Seppo Salminen at ISAPP annual meeting 2019

“If you think about the history of humankind, earlier on, more than 60% of the food supply was fermented,” explains Salminen. “On a daily basis, humans would have consumed many, many lactic acid bacteria.”

Yet 30 years ago when Salminen and his colleagues published the first edition of the textbook on lactic acid bacteria, they were working against perceptions that bacteria were universally harmful. The science on using live microorganisms to achieve health benefits was still emerging.

“Most people in food technology, they had learned how to kill bacteria but not how to keep them alive,” he explains. “They didn’t yet know how to add them to different formulations in foods and what sort of carrier they need. At that time, the safety and efficacy of probiotics was not well understood.”

Around ten years later, scientists came together to develop a definition of probiotics on behalf of the Food and Agriculture Organization of the United Nations and the WHO (FAO/WHO)—in a report that formed the basis of ISAPP Consensus meeting and today’s international consensus definition: “live microorganisms that, when administered in adequate amounts, confer a health benefit on the host”.

With probiotics having been more precisely defined, the following years were a time of rapid scientific progress in the field. Lactobacilli became the stars of the show, as research emerged on the benefits of various strains and combinations of strains in food science and medicine.

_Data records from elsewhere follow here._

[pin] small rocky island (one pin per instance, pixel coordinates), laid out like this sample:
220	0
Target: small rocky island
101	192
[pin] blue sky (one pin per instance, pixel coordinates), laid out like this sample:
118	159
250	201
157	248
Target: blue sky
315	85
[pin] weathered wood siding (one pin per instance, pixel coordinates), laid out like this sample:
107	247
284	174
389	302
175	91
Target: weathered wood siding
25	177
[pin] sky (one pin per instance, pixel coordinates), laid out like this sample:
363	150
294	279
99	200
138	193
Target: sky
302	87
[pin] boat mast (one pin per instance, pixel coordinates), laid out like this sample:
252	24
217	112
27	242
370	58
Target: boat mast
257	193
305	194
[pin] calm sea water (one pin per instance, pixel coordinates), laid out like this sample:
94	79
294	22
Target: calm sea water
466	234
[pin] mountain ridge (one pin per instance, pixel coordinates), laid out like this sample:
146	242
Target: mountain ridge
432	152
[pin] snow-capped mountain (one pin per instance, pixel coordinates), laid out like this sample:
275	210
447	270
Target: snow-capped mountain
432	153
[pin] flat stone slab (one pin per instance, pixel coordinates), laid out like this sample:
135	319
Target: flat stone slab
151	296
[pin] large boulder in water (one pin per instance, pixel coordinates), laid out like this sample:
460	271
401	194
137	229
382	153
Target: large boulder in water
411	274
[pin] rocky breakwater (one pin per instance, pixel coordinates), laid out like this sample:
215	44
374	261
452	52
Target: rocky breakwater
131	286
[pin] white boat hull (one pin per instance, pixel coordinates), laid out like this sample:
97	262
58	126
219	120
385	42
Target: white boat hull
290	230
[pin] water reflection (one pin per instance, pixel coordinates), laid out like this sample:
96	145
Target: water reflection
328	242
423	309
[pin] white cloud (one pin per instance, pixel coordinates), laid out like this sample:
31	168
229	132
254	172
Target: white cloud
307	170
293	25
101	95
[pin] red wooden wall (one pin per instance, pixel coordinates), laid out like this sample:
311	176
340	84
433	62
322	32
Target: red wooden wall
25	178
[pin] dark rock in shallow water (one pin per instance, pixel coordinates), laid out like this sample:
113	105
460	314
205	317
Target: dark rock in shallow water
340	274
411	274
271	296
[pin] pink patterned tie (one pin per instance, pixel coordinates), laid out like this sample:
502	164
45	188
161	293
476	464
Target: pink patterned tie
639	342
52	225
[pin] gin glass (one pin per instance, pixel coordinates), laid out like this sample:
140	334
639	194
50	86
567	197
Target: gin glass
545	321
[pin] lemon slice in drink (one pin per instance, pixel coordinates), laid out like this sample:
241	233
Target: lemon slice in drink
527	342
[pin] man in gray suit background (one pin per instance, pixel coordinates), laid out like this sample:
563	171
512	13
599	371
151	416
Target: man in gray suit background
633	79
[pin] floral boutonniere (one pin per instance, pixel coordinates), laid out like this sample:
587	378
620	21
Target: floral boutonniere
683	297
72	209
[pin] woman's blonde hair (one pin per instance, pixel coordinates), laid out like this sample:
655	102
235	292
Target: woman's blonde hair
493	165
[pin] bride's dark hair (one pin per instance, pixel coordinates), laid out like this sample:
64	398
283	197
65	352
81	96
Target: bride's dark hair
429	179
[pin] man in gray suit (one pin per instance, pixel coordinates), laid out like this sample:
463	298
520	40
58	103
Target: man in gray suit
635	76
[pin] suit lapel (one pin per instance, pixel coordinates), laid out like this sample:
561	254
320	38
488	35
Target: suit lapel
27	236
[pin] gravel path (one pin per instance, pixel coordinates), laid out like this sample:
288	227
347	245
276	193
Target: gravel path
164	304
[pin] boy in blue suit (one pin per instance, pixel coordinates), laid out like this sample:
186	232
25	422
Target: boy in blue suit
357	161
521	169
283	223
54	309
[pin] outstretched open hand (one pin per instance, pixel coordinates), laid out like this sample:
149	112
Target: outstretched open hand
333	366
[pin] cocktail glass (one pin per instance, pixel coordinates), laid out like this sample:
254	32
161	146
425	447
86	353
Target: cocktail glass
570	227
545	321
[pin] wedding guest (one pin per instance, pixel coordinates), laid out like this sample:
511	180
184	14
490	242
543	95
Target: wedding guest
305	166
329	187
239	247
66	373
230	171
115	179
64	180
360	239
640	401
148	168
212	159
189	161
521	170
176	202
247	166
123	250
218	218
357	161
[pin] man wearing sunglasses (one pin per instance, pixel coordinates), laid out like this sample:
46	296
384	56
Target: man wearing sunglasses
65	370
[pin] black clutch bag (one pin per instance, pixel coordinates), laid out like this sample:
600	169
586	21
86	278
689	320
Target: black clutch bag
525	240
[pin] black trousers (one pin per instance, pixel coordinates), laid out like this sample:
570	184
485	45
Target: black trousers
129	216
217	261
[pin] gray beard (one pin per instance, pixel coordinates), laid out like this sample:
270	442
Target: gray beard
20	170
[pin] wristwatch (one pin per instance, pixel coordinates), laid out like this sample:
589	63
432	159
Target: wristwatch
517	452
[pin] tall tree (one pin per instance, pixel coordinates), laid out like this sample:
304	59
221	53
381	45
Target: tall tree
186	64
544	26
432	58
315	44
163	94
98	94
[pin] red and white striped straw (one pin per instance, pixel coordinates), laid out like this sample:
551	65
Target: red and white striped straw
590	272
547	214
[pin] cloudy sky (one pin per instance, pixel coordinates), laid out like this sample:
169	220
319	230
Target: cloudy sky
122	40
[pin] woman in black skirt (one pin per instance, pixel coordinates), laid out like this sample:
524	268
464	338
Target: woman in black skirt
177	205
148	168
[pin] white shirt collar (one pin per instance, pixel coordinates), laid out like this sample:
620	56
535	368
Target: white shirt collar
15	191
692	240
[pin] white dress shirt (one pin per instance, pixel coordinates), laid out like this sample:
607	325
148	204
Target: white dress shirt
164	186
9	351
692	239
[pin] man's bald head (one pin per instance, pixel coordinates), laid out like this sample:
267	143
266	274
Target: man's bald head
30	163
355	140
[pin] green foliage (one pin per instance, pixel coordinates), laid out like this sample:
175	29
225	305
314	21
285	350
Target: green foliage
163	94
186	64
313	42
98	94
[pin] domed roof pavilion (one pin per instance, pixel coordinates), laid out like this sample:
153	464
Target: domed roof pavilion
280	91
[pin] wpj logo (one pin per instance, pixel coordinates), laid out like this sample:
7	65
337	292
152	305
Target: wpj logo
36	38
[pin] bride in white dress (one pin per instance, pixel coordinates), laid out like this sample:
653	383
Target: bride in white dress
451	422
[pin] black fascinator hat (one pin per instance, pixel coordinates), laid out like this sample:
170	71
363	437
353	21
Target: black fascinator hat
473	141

Fast forward to today, when rapidly expanding gut microbiome research adds another dimension to what we know about these bacteria. While lactic acid bacteria are still primarily of interest for the health benefits they impart, scientists can now also study their interactions with other microorganisms in the intestinal microbiome. In some cases, this kind of research may help uncover new mechanisms of action.

After everything Salminen and his textbook co-editors (Vinderola, Ouwehand, and von Wright) have learned about lactic acid bacteria over the past few decades, Salminen says there are two main reasons for the perennial importance of the bugs. “One is their importance in food fermentation, extending the shelf life of foods, making a kind of food processing or ‘agricultural processing’ possible. To make sauerkraut shelf-stable for weeks, or to make yogurt or cheese.”

The second reason, he says, relates to their benefits for the host. “Lactic acid bacteria, especially lactobacilli, reinforce intestinal integrity. So they protect us against pathogens; and sometimes against toxins and heavy metals by binding them away.”

He continues, “The more we know, the more we understand that LAB are needed. There are very specific strains that are helpful in different conditions for animal feeds or for clinical nutrition for infants, for example.” He says the knowledge is expanding at such a rapid pace that it may only be a few more years before the textbook he co-edited will need another edition.

Salminen is currently one of the world’s most cited probiotic researchers, and has diverse ongoing research projects related to digestive health, eczema, early life, and nutrition economics—but lactic acid bacteria are the thread that weaves everything together.

“I’m proud to be working on the fifth most important factor in human evolution,” he says.